Se estremeció interiormente al pensar en la forma en que la utilizaban los de Andrómeda. Comprendió que esto demostraba que él seguía siendo un hombre de la Tierra, sujeto a todos los prejuicios, las manías y los tabúes del espíritu humano. Pues lo que habían hecho los de Andrómeda era sólo de sentido común. Si no se puede colonizar un planeta con la forma que se tiene, pues a cambiar de forma se ha dicho. Uno se convierte en un ser que puede vivir en el planeta y así se procede a su colonización. Si es necesario convertirse en gusanos pues uno se convierte en gusano… o insecto, o en molusco, o en lo que sea. Y no sólo se cambia de cuerpo, sino de mente, adquiriendo la mente necesaria para vivir en el planeta en cuestión.

—Las drogas y los medicamentos, por ejemplo —dijo Mary—. Los conocimientos médicos con que la Tierra podría enriquecerse. ¿Te acuerdas de ese paquetito de drogas que te envió la Central Galáctica?

—Unas drogas —dijo Enoch— que pueden curar casi todas las enfermedades de la Tierra. Tal vez esto sea lo que más me duele. Saber que las tengo aquí, en esa alacena, en este mismo planeta, donde hay tanta gente que las necesita.

—Podrías enviar muestras por correo —apuntó David—, a las asociaciones médicas o a las fábricas de productos químicos.

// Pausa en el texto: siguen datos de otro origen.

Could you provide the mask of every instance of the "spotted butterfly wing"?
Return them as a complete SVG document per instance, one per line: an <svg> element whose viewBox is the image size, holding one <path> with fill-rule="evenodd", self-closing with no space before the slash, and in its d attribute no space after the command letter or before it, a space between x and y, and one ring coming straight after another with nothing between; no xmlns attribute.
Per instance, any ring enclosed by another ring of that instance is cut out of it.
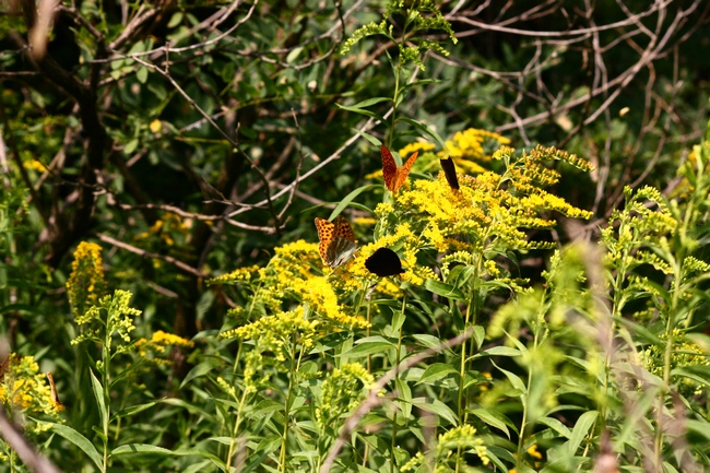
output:
<svg viewBox="0 0 710 473"><path fill-rule="evenodd" d="M459 190L459 178L457 177L457 166L453 164L453 159L451 159L451 156L447 157L446 159L439 159L439 163L441 163L441 168L443 169L443 176L447 178L447 182L449 182L449 187L454 190Z"/></svg>
<svg viewBox="0 0 710 473"><path fill-rule="evenodd" d="M382 156L382 177L384 178L384 186L390 192L397 192L400 187L404 184L410 170L416 161L417 152L412 154L406 163L402 166L397 167L394 162L394 156L390 153L390 150L386 145L380 146L380 155Z"/></svg>
<svg viewBox="0 0 710 473"><path fill-rule="evenodd" d="M347 220L339 215L333 222L316 217L318 252L323 263L338 268L346 262L357 249L355 234Z"/></svg>
<svg viewBox="0 0 710 473"><path fill-rule="evenodd" d="M328 250L326 251L328 265L331 268L338 268L351 259L356 249L357 246L355 245L355 241L340 237L333 238L330 245L328 245Z"/></svg>
<svg viewBox="0 0 710 473"><path fill-rule="evenodd" d="M393 276L404 272L400 257L389 248L378 248L372 256L365 260L365 268L380 277Z"/></svg>

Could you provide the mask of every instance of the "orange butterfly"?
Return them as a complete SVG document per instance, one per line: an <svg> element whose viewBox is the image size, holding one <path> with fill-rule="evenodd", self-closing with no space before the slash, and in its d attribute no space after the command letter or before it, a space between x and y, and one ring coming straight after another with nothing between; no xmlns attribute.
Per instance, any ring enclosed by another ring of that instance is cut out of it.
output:
<svg viewBox="0 0 710 473"><path fill-rule="evenodd" d="M316 217L316 228L320 240L318 252L330 268L343 264L357 249L353 228L343 215L338 215L333 222Z"/></svg>
<svg viewBox="0 0 710 473"><path fill-rule="evenodd" d="M384 185L390 192L397 192L410 175L410 169L412 169L412 165L414 164L418 152L414 152L414 154L406 159L406 163L400 167L397 167L392 153L390 153L390 150L388 150L383 144L380 147L380 154L382 155L382 176L384 177Z"/></svg>

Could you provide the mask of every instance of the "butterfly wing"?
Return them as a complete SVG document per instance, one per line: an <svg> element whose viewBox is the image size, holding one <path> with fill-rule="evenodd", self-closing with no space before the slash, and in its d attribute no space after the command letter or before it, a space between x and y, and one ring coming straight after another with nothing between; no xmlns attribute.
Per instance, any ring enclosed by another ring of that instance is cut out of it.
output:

Enoch denegó con la cabeza.

—Ya pensé en eso, desde luego. Pero tengo que pensar también en la Galaxia. Estoy ligado por ciertas obligaciones a la Central Galáctica. Han adoptado grandes precauciones para no delatar la presencia de la estación. Luego están Ulises y todos mis amigos galácticos. No puedo estropear sus planes. Me siento incapaz de representar el papel de traidor. Porque, pensándolo bien, la Central Galáctica y la labor que realiza es más importante que la Tierra.

—Una lealtad dividida —comentó David, con un ligero deje burlón.

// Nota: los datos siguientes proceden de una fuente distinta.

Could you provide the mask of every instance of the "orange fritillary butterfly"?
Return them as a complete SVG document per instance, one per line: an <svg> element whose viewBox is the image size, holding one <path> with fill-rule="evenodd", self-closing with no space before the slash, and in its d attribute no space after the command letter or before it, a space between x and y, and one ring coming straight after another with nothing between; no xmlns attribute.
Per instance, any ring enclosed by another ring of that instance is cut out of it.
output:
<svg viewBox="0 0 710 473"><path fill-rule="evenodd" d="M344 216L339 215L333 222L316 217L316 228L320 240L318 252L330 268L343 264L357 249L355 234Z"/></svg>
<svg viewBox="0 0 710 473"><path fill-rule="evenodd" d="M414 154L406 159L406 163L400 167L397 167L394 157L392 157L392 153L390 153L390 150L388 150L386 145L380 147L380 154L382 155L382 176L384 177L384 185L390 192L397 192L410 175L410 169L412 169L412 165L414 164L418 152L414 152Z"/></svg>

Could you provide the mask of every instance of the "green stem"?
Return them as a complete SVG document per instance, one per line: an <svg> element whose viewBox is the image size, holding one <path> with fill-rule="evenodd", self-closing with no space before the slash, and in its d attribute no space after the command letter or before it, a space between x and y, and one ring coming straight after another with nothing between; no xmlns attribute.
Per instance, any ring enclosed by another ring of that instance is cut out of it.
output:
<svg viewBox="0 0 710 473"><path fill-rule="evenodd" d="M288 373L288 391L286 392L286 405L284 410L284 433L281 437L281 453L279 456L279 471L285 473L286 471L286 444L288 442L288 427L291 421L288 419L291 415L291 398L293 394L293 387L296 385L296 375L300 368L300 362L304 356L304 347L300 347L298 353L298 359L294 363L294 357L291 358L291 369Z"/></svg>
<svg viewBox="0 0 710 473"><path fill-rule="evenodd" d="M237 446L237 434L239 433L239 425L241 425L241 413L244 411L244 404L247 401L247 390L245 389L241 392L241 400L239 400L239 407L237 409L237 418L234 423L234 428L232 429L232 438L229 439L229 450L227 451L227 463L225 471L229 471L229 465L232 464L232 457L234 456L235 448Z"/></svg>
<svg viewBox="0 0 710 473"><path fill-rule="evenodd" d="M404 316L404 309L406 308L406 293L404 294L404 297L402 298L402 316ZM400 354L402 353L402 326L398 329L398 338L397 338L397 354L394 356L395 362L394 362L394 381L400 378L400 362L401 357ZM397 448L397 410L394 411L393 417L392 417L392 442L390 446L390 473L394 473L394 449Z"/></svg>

—Sí, eso es, exactamente. Hubo un momento, hace muchos años, en que pensé en escribir artículos para enviarlos a alguna revista científica. Una revista de medicina, naturalmente, porque no sé nada de medicina. Las drogas están ahí, desde luego, en el estante, con instrucciones para su uso, pero no son más que píldoras, polvos o ungüentos, o lo que sea. Pero yo sabía de otras cosas, me hallaba enterado de otras cosas que me habían enseñado. No las conocía mucho, naturalmente, pero al menos eran atisbos en otras direcciones. Eran suficientes para que alguien se fijase en ellos y les sirviesen de punto de partida. Alguien más preparado que yo, y que supiese sacarles partido.